А, собственно, почему так называемые музыкальные эксперты такое говно? О чем не спросишь — нет, так нельзя ни говорить, ни думать, ты ничего не понимаешь. Чего я не понимаю? Вот, к примеру, мне сказали, что у Оффенбаха есть одна только серьезная вещь — «Сказки Гофманна», а остальное — несерьезно, не музыка, а так, типа попсы. Но вот я слышал недавно «Парижскую Жизнь» в концертном исполнении, в том же Аври Фишере, и мне ужасно понравилось. И, по-моему, гораздо лучше, чем «Сказки». Веселее и мелодичнее. А вот, скажем, фортепианный концерт Шуманна — скука. Чего в нем такого находят? Может быть, все эти эксперты — просто тупые бюрократы? Во всех областях человеческой деятельности нынче толстые слои бюрократии. Без них нельзя — это понятно. Один профессионал на сотню бюрократов — а то где ж найти столько действительных профессионалов, когда кругом столько народу — на всех не хватит. А позиции надо заполнять кем-то, иначе укоротят бюджет.

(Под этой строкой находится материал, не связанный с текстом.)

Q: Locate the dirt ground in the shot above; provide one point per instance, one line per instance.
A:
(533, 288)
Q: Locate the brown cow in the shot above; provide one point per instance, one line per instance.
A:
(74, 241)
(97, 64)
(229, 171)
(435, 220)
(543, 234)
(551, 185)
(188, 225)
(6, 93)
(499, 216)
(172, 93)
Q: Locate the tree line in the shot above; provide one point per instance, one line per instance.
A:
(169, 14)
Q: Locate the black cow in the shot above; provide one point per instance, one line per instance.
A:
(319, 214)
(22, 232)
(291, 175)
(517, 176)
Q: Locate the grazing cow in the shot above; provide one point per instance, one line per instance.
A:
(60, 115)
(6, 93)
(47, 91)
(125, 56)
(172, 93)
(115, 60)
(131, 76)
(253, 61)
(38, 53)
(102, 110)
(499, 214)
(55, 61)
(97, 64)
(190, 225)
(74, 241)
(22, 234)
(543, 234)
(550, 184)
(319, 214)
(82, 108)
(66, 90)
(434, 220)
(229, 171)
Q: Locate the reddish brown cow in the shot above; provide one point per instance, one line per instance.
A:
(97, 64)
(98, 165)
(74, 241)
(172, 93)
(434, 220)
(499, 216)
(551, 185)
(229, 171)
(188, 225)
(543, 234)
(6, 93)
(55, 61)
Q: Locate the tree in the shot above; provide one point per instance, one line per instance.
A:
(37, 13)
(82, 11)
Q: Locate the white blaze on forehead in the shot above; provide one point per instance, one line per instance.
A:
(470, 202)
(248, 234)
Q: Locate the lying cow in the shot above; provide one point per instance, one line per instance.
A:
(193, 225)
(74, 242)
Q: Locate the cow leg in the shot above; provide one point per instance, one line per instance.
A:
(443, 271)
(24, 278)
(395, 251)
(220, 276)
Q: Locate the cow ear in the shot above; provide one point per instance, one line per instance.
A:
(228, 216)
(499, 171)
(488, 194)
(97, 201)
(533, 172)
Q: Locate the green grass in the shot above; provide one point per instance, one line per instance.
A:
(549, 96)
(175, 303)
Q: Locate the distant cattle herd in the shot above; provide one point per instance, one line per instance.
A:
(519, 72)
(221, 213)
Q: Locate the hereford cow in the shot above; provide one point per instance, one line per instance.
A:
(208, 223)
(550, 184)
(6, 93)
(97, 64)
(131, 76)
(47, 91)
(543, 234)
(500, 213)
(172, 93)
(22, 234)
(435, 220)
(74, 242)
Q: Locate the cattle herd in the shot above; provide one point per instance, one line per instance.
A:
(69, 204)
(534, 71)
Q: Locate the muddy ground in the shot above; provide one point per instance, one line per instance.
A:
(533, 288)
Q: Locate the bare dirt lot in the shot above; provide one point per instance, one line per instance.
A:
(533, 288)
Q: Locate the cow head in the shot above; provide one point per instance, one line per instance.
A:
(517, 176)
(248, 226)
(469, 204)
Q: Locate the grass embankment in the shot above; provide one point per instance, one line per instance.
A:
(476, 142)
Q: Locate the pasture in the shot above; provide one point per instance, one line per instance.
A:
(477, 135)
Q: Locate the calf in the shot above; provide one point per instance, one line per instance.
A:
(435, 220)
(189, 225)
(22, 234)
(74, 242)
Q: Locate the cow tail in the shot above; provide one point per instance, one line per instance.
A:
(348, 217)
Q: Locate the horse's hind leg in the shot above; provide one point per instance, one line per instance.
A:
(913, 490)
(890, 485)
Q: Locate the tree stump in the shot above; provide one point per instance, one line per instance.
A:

Так размышляя, он дошел до цели сегодняшнего похода. Массивный, тяжеловесный Карнеги Холл на углу Пятьдесят Седьмой и Седьмой Авеню уже осветили вечерним прожектором с крыши противоположного дома. Подарок сорящего деньгами купца своему городу. Впрочем, старик Андрю незадолго до смерти раздал все свои деньги — в основном на разную благотворительность, включая искусство.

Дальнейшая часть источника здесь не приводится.